Like other Vietnamese Americans, the Cao Đài community also celebrates Vietnamese cultural festivities such as Tet and the Mid-Autumn Moon Festivals. The community has also organised new celebrations to represent their diasporic experience, such as the anniversary celebration of “Black April” of 30 April 1975 in remembrance of the national tragedy of the fall of Saigon. This celebration takes a religious turn as temples prepare their own sets of prayers for the day and display the former Saigon regime’s flag at its exterior. Some may interpret this display as an anti-communist critique of the current socialist regime. Another perspective is to understand the sacralization of a political flag as a way of mourning for the loss of authority and the homeland. As the Saigon regime no longer exists, it is treated like any deceased ancestor of the community who would be remembered and mourned for. Close contact between the Cao Đài community and Christians has allowed certain Christian practices to influence the ritual practices of the diaspora community, such as holding communal prayers and meditative sessions on Sundays, instead of the traditional prayer time of the new moon and full moon of the lunar religious calendar and adopting the concept of Sunday school to provide spiritual and language classes for its members.

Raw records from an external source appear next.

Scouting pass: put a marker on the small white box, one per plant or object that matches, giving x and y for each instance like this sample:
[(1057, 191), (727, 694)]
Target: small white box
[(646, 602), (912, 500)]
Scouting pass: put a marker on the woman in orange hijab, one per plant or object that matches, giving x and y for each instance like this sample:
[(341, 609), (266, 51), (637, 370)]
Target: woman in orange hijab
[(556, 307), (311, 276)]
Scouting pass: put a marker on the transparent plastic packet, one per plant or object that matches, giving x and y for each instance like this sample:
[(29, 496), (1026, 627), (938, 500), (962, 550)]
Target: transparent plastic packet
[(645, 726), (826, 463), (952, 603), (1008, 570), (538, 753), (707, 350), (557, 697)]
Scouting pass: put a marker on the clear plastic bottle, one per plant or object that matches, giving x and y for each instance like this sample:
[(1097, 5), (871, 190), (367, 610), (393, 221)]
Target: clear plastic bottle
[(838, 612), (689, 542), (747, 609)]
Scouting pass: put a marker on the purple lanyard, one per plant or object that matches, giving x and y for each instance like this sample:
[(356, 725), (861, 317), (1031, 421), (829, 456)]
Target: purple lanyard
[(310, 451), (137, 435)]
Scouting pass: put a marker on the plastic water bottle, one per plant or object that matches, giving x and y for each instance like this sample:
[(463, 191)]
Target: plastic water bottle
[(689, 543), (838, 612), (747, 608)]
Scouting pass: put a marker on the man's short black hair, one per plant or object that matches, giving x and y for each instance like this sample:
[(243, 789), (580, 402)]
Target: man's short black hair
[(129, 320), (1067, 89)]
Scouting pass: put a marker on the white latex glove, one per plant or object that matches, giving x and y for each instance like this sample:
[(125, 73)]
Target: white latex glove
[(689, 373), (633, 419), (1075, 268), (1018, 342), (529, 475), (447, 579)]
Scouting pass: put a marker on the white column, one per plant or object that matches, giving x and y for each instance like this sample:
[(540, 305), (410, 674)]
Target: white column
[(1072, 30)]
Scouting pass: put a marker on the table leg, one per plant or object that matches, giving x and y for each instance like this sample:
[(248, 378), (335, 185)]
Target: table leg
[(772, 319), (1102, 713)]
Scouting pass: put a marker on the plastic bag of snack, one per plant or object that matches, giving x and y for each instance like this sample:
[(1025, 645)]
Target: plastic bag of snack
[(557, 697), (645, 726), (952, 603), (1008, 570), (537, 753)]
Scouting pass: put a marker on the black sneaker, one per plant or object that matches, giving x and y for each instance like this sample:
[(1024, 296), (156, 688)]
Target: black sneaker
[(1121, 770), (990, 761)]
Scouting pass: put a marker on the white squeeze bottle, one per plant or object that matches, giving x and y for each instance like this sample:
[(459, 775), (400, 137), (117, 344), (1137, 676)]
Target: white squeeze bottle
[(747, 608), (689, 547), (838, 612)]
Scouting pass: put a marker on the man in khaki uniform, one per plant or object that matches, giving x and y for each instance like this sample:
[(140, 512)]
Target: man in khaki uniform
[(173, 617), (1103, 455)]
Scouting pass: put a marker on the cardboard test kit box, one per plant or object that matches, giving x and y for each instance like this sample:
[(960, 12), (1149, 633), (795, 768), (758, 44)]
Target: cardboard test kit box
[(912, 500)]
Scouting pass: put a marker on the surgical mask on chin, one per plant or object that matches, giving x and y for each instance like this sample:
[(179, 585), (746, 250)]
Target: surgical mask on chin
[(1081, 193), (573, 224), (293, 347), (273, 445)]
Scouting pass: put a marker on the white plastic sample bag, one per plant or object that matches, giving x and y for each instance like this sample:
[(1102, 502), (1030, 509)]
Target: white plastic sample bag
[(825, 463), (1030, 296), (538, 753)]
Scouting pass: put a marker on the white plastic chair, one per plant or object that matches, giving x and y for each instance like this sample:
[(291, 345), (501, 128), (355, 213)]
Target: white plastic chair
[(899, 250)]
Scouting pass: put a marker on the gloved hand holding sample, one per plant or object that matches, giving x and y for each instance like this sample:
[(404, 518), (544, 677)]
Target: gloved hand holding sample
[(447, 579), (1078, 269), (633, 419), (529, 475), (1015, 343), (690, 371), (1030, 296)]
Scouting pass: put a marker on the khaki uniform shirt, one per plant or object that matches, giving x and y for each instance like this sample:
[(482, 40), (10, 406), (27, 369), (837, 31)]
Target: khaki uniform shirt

====Critique of the current Tây Ninh officials====

Despite achieving state recognition as an official religion of Vietnam, Caodaism continues to face state restrictions on the public aspect of the faith, such as the prevalent banning of seances in the temples and the appointment of religious officials by the state instead of its religious body. Many in exile are concerned with the state-chosen officials who form the religious hierarchy today, whom they see as pro-government and therefore acting favourably towards the state. This has caused many to lose respect for the Holy See of Tây Ninh’s current spiritual guidance.